The buzz in certain tech threads around the Internet is that the code you see on the screen was not created during the timeframe of this episode. Or was it???
What is the code?
- The form is showing CSS code which comes out in the 1990’s (see timeline below).
- HTSP is there which is part of a streaming video set of rules. This would not have existed quite yet.
- Get “Rick Rolled”. When you build an HTML form you give it a link as noted here. If you pull out this link someone has acquired the domain webacces.yutani1980.nu
What the code appears to be.....
After some digging around and verifying a few things, I went over to the Internet Archive’s Wayback Machine webpage. Here you can search the web for webpages that existed years ago. You will see that not every website is archived but it is a fun way to look back at the web.
When you look for an archived Netflix Stranger Things webpage, you get some interesting results when you select VIEW SOURCE CODE from your Internet browser menu (or Windows RIGHT CLICK, view source code) .

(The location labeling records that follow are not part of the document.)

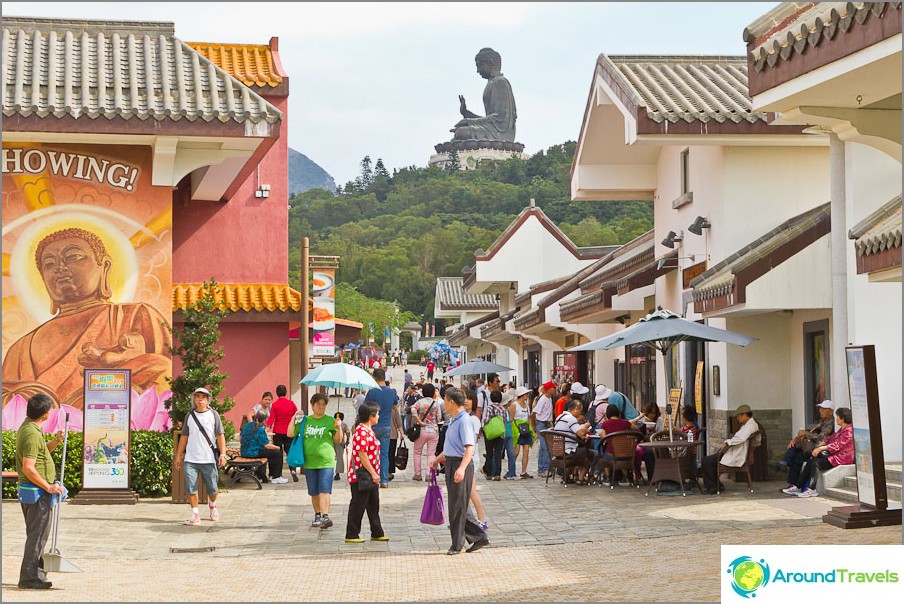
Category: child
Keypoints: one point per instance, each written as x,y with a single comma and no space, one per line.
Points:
340,448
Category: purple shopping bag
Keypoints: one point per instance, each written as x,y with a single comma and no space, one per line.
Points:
434,511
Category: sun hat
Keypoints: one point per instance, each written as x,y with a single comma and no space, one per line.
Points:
579,388
602,393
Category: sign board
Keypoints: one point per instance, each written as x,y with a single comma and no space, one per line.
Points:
105,450
324,320
869,457
691,272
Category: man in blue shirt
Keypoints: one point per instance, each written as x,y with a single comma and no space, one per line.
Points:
388,401
457,454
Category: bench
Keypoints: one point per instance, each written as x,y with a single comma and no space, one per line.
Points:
244,467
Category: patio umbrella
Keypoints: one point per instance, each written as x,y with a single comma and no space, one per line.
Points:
478,367
662,330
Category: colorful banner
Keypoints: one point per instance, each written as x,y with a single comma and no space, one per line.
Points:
324,321
106,438
87,269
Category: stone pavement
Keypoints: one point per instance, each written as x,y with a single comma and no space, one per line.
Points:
548,543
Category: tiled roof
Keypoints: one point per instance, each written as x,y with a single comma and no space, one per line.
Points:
879,231
685,88
251,64
762,255
119,69
450,295
792,27
259,297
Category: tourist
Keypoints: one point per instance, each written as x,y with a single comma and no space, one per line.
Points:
541,419
496,445
470,407
341,447
36,468
801,447
732,453
520,411
836,450
426,413
365,454
508,396
575,450
264,405
457,456
281,413
256,444
201,427
387,399
319,436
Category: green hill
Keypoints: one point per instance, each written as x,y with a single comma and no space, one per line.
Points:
396,233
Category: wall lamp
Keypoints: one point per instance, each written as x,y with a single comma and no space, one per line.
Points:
698,225
671,238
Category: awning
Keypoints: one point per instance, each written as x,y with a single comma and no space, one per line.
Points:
725,284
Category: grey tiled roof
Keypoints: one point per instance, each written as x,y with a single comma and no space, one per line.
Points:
116,69
450,295
685,88
879,231
719,280
792,27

If you compare the Wayback Machine archive page source code above from 2016 and the code below that is flashed on the screen during the episode you will see similarities.
What Happened in History - The Early Web and HTML
Review the early web timeline below, use some of your sleuthing, and then maybe you can have the answer to this question!
Early Web Timeline
The Idea of an Internet
IBM Creates GML (General Markup Language)
Tim Berners Lee & Enquire
SGML (Standard General Markup Language)
A standard was made of GML is 1986 by the International Organization for Standards (ISO) and named SGML (Standard Generalized Markup Language) https://isgmlug.org/a-short-history-of-sgml/ and would be used by large computing systems owned by the government and industry.

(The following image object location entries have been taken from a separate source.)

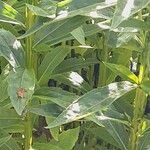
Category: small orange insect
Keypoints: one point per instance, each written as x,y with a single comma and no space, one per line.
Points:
21,92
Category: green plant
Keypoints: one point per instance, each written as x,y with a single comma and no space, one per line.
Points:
74,74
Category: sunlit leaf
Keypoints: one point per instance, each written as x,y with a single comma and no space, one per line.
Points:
125,9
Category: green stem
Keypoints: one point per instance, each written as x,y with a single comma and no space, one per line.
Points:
29,65
103,69
140,102
28,132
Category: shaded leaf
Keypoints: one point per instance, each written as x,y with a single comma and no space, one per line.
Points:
74,64
55,95
144,143
125,9
74,80
122,71
59,29
21,90
11,49
115,128
79,35
97,99
145,85
50,62
9,14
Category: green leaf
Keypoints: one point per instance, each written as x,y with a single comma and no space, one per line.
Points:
74,64
116,129
50,62
11,49
22,90
9,14
125,9
97,99
122,71
145,85
74,80
47,146
84,7
46,110
55,95
65,141
58,29
144,143
79,35
116,40
45,8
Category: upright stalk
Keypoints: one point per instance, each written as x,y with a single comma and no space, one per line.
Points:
139,103
29,65
102,68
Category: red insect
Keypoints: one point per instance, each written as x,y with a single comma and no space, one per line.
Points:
21,92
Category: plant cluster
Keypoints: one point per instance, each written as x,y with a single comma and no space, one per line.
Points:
74,74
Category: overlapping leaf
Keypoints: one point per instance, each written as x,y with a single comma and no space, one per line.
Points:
11,49
9,14
50,62
125,9
97,99
22,89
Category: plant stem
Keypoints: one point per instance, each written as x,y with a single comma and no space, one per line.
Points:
29,65
28,132
103,69
140,102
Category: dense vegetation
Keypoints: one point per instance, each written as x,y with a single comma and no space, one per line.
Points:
74,74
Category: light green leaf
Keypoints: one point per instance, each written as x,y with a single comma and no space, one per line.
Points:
46,110
74,64
3,140
22,89
58,29
74,80
47,146
55,95
11,49
45,8
97,99
122,71
84,7
66,141
79,35
50,62
125,9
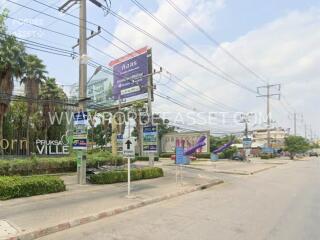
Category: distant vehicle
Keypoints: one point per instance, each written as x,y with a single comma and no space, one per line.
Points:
237,157
192,158
313,154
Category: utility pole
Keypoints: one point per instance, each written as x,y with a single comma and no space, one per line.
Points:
295,123
268,95
305,131
83,59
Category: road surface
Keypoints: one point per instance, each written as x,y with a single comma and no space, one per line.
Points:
280,203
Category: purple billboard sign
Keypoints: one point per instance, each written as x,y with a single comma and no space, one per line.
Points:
130,78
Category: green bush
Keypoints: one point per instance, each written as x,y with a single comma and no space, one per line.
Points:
202,155
122,175
16,186
45,165
166,155
145,158
267,156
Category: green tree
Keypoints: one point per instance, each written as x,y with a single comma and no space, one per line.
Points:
12,63
296,144
50,92
33,76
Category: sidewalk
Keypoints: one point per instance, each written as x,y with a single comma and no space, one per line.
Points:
234,167
81,204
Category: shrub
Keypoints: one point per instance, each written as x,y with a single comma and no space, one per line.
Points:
16,186
122,175
267,156
202,155
145,158
166,155
45,165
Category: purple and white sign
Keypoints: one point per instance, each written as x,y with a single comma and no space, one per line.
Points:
130,76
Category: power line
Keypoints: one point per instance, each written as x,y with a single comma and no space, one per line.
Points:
179,10
191,88
161,23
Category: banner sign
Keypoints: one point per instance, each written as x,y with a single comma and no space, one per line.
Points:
180,158
247,142
80,138
120,143
150,139
130,76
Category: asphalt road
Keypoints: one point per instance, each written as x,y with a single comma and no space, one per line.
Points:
280,203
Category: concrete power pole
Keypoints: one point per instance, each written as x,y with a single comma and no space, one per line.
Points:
295,123
83,59
83,76
268,95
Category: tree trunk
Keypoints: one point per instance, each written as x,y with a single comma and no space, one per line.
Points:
138,127
1,132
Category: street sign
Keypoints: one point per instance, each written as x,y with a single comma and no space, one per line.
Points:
120,143
80,121
128,147
180,158
247,142
150,139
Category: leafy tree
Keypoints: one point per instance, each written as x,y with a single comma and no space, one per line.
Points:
12,63
296,144
50,91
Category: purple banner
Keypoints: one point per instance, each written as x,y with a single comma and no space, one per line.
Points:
129,78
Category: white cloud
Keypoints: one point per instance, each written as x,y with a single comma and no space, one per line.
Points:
284,51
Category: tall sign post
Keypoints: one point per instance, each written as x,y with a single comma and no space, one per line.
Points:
150,142
180,160
79,143
129,152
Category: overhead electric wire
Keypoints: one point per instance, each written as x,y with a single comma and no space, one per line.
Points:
118,39
68,36
167,46
162,24
209,36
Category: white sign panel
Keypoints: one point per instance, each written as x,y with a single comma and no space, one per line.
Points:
128,147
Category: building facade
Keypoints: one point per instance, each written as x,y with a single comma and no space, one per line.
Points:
186,140
277,137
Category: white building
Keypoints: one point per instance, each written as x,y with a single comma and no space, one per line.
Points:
99,89
277,137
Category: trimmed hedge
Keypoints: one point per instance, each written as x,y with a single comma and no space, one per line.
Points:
267,156
145,158
203,155
122,175
166,155
197,155
55,164
16,186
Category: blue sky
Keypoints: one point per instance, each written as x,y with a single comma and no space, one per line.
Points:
274,38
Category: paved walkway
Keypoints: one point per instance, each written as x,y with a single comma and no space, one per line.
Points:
279,204
29,214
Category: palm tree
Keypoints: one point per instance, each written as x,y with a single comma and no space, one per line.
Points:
138,106
33,77
12,54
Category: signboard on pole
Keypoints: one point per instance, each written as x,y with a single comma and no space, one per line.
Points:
247,142
120,143
150,139
130,76
180,158
80,138
128,147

Tim Berners idea come to life as Hypertext Markup Language (HTML) and a browser that can view it. These are not widely available. But by 1991 HTML surfaces as a world wide web language.
The Mosaic Web Browser
Up to his point, the web was still a challenge to navigate for non-techies (and many techies). Mosaic was a graphical browser that made navigation simpler. It evolved into Netscape Navigator which played a significant role in the growth of the world wide web.
CSS First Proposed
The shared documents lacked a consistent way to ‘format’ them. A CERN worker, Håkon Wium Lie, published a draft proposal of HTML Cascading Style Sheets which would allow formatting.
Created to enhance webpages, Netscape added a scripting language to the Netscape Navigator web browser. Brendan Eich and Sun Microsystems built the language.
What do you think?
So the argument can be made that this scene was not done with complete technical accuracy. But let’s compare a few things first and give some thought to all this:
- The dial-up MODEM. In 1983, I was using a dial-up MODEM and my Commodore 64 to access computers.

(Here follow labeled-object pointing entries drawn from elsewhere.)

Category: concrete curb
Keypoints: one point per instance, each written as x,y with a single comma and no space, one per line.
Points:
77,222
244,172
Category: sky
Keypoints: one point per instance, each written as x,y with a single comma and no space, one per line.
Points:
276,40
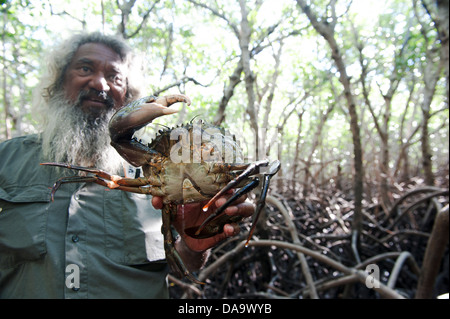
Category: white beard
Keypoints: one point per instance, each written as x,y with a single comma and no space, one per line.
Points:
71,136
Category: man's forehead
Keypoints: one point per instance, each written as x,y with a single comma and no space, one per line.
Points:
93,53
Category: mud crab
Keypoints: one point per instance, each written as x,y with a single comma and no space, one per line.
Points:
211,163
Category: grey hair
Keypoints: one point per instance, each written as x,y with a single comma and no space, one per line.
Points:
60,58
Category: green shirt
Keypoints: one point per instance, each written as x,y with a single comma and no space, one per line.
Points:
90,242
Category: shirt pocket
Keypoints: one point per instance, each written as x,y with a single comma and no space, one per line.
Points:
133,230
23,225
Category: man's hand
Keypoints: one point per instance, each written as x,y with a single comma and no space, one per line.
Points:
192,215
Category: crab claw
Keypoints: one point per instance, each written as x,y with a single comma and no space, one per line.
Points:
132,117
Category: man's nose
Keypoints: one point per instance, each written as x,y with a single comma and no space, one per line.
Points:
99,83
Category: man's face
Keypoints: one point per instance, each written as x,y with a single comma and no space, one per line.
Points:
99,75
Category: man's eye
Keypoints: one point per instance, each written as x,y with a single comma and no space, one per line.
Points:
85,69
117,79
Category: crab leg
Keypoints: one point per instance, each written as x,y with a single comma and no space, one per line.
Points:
105,179
273,169
247,172
173,257
244,190
132,117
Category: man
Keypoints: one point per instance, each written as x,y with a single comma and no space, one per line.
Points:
90,242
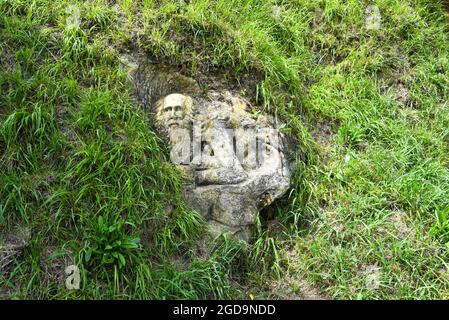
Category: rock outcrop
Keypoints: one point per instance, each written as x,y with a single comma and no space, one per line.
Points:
233,157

- Suzie’s Commodore Amiga 1000 came out in 1985.
- Computing networks existed before this episode but ARPANET, an advanced projects government agency, is given credit for creating the internet in 1983.
- Markup languages were present throughout the 1980’s but only in select locations.
Where things go off the tracks is with the code and slight tech issue.
- HTML and early markup languages did exist in higher education and research but this version used here did not unless it was held secretively (sorry…didn’t mean to head into a conspiracy).
- .PNG which is also used in the code shown here wasn’t prime time until 1996.
- The Commodore Amiga 1000 had a color (RGB) display which was one of the main features of that model. Why go monochrome?
Regardless of whether or not this code existed back in 1986 doesn’t matter to me. It is always fun and inspiring to see tech appear in pop culture and have us explore it a bit deeper. It always gives us a chance to learn. I am looking forward to seeing more of vintage tech used in shows like Stranger Things and I hope you do to!